# Fox River floatability



## Coaster (Apr 17, 2013)

Wondering if someone could give me some insight into the floatability of the Fox River from Fox River Campground down to Seney Township Park. I have not fished (wading only in the past) this stretch in years and do not remember if it is a stretch I might be able to get a small inflatable drift boat down. Thanks.


----------



## BillBuster (Apr 25, 2005)

I have done it in a canoe no problems. There are places that are tight and you may not be able to open your oars up.


----------



## zig (Aug 5, 2009)

Is there a Fox River Campground? I've been to the East Branch Campground a bunch of times, but didn't know of a campground on the main branch other than the Seney Township Campground?


----------



## neazor91 (Aug 4, 2008)

I fish the Fox all summer long. At least 2 times a week. If you're going to float it, you're in for quite a time. In the last 2-3 years, we've had some severe winds in the area. There are a lot of new blowdowns across the river. It changes every year. The area downstream of the campground isn't quite as bad as above, but still a pain. Dragging a boat of any kind around these blowdowns, through the tags, wouldn't be any fun. Why not just fish it on foot? There are many access points along the road. By floating, you're not going to get to any water that can't be reached by foot.

Mike


----------



## PunyTrout (Mar 23, 2007)

neazor91 said:


> Dragging a boat of any kind around these blowdowns, through the tags, wouldn't be any fun.




Expect a minimum of 6-8 portages. It's a nightmare.

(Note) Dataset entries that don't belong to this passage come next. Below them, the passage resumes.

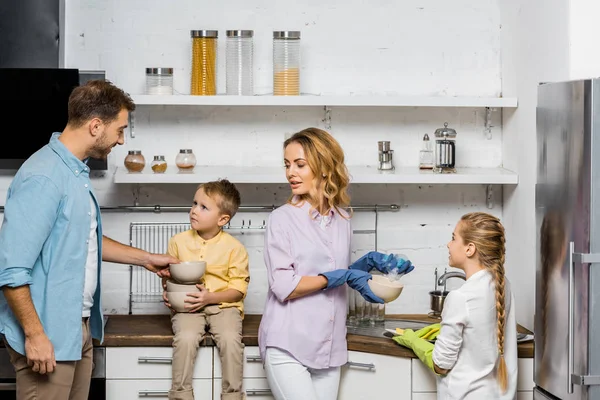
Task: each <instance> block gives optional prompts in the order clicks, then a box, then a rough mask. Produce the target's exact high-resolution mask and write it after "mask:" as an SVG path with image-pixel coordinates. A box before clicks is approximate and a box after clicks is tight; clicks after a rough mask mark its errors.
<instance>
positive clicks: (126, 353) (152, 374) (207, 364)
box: [106, 347, 213, 379]
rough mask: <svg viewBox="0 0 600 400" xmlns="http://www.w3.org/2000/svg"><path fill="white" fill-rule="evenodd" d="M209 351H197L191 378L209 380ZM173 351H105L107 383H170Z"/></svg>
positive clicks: (200, 349)
mask: <svg viewBox="0 0 600 400" xmlns="http://www.w3.org/2000/svg"><path fill="white" fill-rule="evenodd" d="M212 353H213V351H212V347H200V349H198V355H197V356H196V364H195V366H194V378H199V379H208V378H212V358H213V355H212ZM172 360H173V348H172V347H107V348H106V379H171V362H172Z"/></svg>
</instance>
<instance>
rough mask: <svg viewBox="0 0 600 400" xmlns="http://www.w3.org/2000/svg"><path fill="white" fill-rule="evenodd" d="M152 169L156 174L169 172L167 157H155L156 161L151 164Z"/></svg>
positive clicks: (161, 173)
mask: <svg viewBox="0 0 600 400" xmlns="http://www.w3.org/2000/svg"><path fill="white" fill-rule="evenodd" d="M150 166H151V167H152V171H154V173H155V174H162V173H163V172H165V171H166V170H167V162H166V161H165V156H154V161H152V164H150Z"/></svg>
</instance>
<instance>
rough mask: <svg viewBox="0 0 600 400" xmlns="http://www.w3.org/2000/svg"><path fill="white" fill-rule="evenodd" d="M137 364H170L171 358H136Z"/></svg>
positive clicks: (171, 363)
mask: <svg viewBox="0 0 600 400" xmlns="http://www.w3.org/2000/svg"><path fill="white" fill-rule="evenodd" d="M138 363H139V364H172V363H173V358H171V357H138Z"/></svg>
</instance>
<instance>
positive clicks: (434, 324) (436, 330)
mask: <svg viewBox="0 0 600 400" xmlns="http://www.w3.org/2000/svg"><path fill="white" fill-rule="evenodd" d="M440 329H441V326H440V324H439V323H437V324H432V325H428V326H426V327H425V328H421V329H419V330H418V331H415V333H416V334H417V336H418V337H420V338H421V339H425V340H435V338H437V337H438V335H439V334H440Z"/></svg>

It's also a very long float. You will be hard pressed to get in actual fishing time. I wrote a report about doing that float about 3 years ago.
https://www.michigan-sportsman.com/forum/threads/central-up-trout-report-3rd-week-of-august.516175/
Scroll down to the 5th paragraph.


----------



## neazor91 (Aug 4, 2008)

PunyTrout's description of floating that's in his older thread is quite accurate, except I think there are now more blowdowns in the river.

Mike


----------



## Martin Looker (Jul 16, 2015)

If it was me I would plan just a float trip to see what is in the river then if possible go fishing.


----------